Lithium-sulfur (Li-S) batteries are one of promising next-generation energy storage systems. Tremendous efforts have been devoted to developing conductive nanoarchitectures for improving sulfur utilization and cycling stability. MXenes, one family of 2D transition metal carbides, nitrides and carbonitrides, have recently captured considerable attentions in energy storage and conversion. Herein, we have summarized recent advances of MXene-based materials in the cathodes, anodes and separators of Li-S batteries, and highlighted the theoretical and experimental importance of high polarity and rich surface chemistry in polysulfides trapping.
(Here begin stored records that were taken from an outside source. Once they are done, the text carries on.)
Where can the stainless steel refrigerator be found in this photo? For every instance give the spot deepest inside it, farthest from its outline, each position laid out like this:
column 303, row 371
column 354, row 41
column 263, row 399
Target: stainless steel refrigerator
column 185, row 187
Their superiorities for suppressing polysulfides shuttling and improving sulfur utilization have been demonstrated. We have also concluded the perspectives and challenges that need to be addressed for MXene-based Li-S batteries, some new strategies have been proposed to improve electrochemical performance, which sheds light on future development of MXene-based materials in high-energy-density Li-S batteries.